If reelected, Trump has said he will deport millions of immigrants living in the U.S. illegally and “carry out the “largest deportation operation in American history.” But his campaign has offered few details.

In Austin, the GOP candidate will highlight crimes committed by migrants living illegally in Texas, including a young Guatemalan woman accused of tossing her newborn baby into a dumpster and two Venezuelan men charged with sexually assaulting and strangling to death a 12-year-old girl in Houston.

The Trump campaign refers to such crimes as “Kamala’s border bloodbath,” even though research shows people living in the U.S. illegally are arrested at significantly lower rates for violent, drug and property crimes than native-born Americans.

In the final weeks of the campaign, polls show Trump and Harris neck and neck. A national poll released Friday by the New York Times and Siena College found Harris and Trump deadlocked at 48% to 48%. Polling averages by FiveThirtyEight.com show Harris leading Trump nationally by 1.5 percentage points, well within the margin of error.

The Harris campaign is highlighting Trump’s appointment of three Supreme Court justices who helped deliver the 2022 decision that overturned Roe vs. Wade and warning of the dangers posed by Project 25, the Heritage Foundation’s detailed blueprint for the next Republican president.

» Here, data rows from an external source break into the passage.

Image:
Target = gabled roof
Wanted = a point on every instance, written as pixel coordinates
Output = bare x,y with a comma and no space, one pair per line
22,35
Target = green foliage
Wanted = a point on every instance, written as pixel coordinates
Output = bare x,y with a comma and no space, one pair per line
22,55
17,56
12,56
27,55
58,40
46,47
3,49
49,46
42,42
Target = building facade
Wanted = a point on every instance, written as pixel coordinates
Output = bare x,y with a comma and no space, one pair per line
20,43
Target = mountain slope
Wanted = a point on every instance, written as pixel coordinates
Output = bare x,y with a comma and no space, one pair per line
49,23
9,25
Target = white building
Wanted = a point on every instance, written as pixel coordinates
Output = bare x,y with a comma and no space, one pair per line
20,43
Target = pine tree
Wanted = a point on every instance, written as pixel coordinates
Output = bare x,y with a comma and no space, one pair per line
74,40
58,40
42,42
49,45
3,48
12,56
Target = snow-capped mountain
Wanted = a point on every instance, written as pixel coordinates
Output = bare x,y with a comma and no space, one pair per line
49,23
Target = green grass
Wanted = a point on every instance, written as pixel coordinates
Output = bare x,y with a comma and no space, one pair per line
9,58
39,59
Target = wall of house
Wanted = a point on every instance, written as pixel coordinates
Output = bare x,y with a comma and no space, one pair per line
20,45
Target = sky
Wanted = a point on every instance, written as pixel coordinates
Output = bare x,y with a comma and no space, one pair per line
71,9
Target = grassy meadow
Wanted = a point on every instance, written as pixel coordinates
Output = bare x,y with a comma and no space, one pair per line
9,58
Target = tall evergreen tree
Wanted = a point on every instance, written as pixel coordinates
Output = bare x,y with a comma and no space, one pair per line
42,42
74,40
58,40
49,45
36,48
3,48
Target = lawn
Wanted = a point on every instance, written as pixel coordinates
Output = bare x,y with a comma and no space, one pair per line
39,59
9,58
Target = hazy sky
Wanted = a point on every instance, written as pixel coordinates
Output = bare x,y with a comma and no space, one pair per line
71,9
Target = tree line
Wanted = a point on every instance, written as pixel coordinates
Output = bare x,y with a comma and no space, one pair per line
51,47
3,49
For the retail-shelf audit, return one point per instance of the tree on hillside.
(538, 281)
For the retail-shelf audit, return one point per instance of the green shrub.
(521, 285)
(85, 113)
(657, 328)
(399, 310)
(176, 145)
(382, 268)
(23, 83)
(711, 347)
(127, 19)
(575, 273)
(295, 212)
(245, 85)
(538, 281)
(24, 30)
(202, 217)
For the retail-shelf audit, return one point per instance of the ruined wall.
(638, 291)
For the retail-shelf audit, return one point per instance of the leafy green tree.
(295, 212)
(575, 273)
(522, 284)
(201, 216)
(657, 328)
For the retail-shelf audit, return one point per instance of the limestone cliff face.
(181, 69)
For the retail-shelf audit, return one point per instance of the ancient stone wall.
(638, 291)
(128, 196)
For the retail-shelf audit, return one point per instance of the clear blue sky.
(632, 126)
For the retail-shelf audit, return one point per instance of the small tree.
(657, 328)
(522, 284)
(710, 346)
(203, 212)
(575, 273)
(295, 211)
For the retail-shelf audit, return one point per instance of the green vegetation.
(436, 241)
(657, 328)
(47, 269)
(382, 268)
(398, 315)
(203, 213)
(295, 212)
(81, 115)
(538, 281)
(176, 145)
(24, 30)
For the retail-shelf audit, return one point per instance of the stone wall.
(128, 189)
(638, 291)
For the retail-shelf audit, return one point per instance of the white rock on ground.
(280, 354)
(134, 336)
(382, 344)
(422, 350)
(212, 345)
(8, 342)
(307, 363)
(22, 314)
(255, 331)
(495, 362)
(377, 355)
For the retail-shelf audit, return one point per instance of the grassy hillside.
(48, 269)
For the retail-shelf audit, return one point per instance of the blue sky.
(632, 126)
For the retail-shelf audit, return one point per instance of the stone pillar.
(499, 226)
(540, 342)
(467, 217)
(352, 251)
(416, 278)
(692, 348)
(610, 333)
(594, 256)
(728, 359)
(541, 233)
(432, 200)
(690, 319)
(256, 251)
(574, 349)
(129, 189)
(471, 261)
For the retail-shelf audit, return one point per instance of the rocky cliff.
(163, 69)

Those issues, it argues, have proved effective in winning over white non-college-educated women whom Trump counted as part of his base and male voters concerned by the harm abortion bans could pose to their loved ones.

Texas has been at the forefront of abortion restrictions ever since the Supreme Court overturned Roe vs. Wade and the state blocked doctors from performing abortions as soon as cardiac activity is detected — as early as six weeks or before. Since then, Texas women who experience miscarriages or complications have faced challenges receiving medical care.

Harris’ rally will feature women who say their lives were endangered by abortion bans, including Amanda Zurawski, an Austin resident who became pregnant after months of fertility treatments and nearly died when she was denied care when she went into premature labor and developed a septic infection at 18 weeks.

Ondrea, a Texas woman who first shared her story this week in a new Harris campaign ad “You Will Be Protected,” will recount her experience of having a miscarriage at 16 weeks and being denied medical help to prevent an infection.

The crowd will also hear from Shanette Williams, the mother of Amber Nicole Thurman, a Georgia woman who died after doctors refused her a routine medical procedure after she took abortion pills and developed an infection.

Since the Supreme Court overturned Roe vs. Wade, Trump has repeatedly shifted his message on abortion.

The former president has called himself the “most pro-life president ever” and boasted about appointing three justices who voted to overturn Roe. But he has also blamed the “abortion issue” for the GOP’s poor performance in the 2022 midterm elections, slammed Florida’s six-week abortion ban as “a terrible mistake” and pledged to work with Democrats to pass a national bipartisan law on abortion.

If Harris becomes president, she seeks to pass a law that would codify Roe vs. Wade into law.

Earlier this week, the Democratic presidential nominee said that if she were elected and Congress were controlled by the GOP she would be unwilling to compromise on abortion legislation, such as offering religious exemptions, to gain the support of moderate Republican senators, such as Susan Collins and Lisa Murkowski.

“I don’t think we should be making concessions when we’re talking about a fundamental freedom to make decisions about your own body,” Harris said Tuesday in an interview with NBC News.

“I’m not gonna engage in hypotheticals because we could go on a variety of scenarios,” Harris added. “Let’s just start with a fundamental fact, a basic freedom has been taken from the women of America: the freedom to make decisions about their own body. And that cannot be negotiable, which is that we need to put back in the protections of Roe vs. Wade. And that is it.”